The difficulty with FISA is the standard it imposes for obtaining a warrant aimed at a "U.S. person" -- a U.S. citizen or a legal alien: The standard suggests that, for all practical purposes, the Justice Department must already have in hand evidence that someone is a problem before they seek a warrant.
Civil Libertarians would say if all you have is a phone number, that is not enough proof the number belongs to a bad person. Maybe it is just the number for a local Pizza Takeout. I doubt very many Pizza Takeout stores here in the US deliver to Pakistan, but what does it hurt if the listen in the next time someone from overseas calls that number, or someone from that number calls overseas? As far as I know, they are not going to listen in the next time you call that number to order a Pepperoni with extra cheese, at least without presenting evidence to some court that the Pizza store may be involved with delivering more that Pizza.
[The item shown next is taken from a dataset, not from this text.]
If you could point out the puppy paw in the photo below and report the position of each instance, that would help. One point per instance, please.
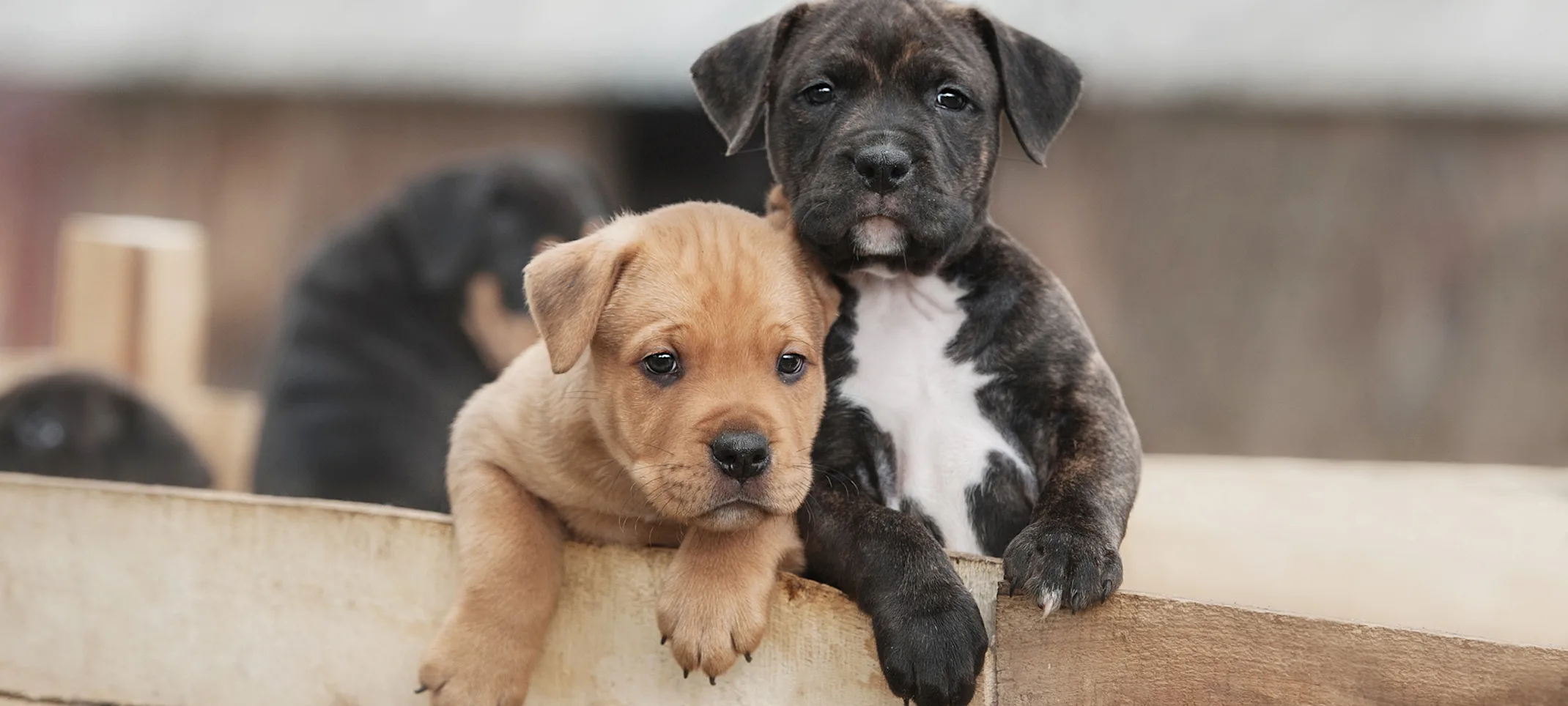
(709, 626)
(1062, 567)
(932, 645)
(476, 663)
As John Hinderaker at Power Line said:
Under the circumstances we face in dealing with the terrorist threat, is it unreasonable--the Constitutional standard--to begin immediately intercepting calls being made to a captured terrorist cell phone, whether those calls originate in the U.S. or another country? Of course not.
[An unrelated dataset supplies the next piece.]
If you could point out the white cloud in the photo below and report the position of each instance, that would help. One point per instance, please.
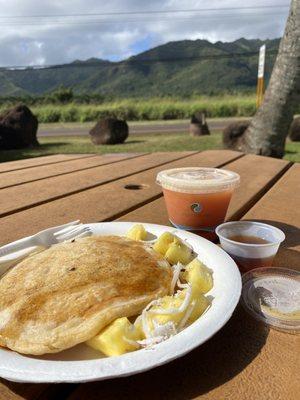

And as Hugh Hewitt pointed out:
Micelle Malkin, after listing a long set of links to the great number of people who have argued that the president has the authority to order surveillance of foreign powers in communication with American citizens:
Now, go back and look carefully through the Times article. The reporters who have been so assiduously working on the story for at least a year couldn't find a single, non-anonymous expert in national security and the law to come up with the kind of informed analysis that took legal and counterterrorism bloggers three days to research and post.

How pathetic is that?
There are those who take a different, thopugh I think wrong, view, and the paper's job is to present both sets of views. (In my first of five posts on the subject, I pointed readers to a blog that was insisting on the program's illegality.) The refusal to do so in a comprehensive fashion is the core disability in most of left-wing MSM, the reason why the collective reputation of the old, elite media has cratered, why subscription rates fall and fall again, and why advertisers are increasingly turning to new media to find the huge nad growing audience that simply won't touch the usual suspects.